Automotive Museum, Saratoga Springs, New York

The Saratoga Automobile Museum is located in the 2379 acre Saratoga Spa State Park in Saratoga Springs, New York. Housed in a former water bottling plant built in 1935, the museum is chartered by the Board of Regents of the State of New York Department of Education as a 501(c) 3 not-for-profit institution and focuses on the impact of the automobile in the past, present and future in New York and the wider world.
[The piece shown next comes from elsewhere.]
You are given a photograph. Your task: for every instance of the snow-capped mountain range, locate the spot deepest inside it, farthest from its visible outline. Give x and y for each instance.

The Museum is also a member of the American Alliance of Museums (AAM).

==Facilities==
After a full renovation, the Saratoga Automobile Museum was chartered in 1999 and officially opened to the public in . It can display approximately thirty vehicles between three galleries on two floors. The ground floor displays rotating featured exhibits between two galleries. Gallery A is an expansive space featuring 30+ foot ceilings, original tile walls and flooring, and the focal point of the gallery, 3 floor-to-ceiling palladian windows and observation walkway. This gallery is often used for public and private events and weddings. Also on the first floor is a small theater room.

==Collections==
An art gallery showcases local and international artists and photographers. The second floor houses the two permanent exhibits overlooking the first floor, Racing in New York and East of Detroit, plus the New York State Stock Car Association Hall of Fame.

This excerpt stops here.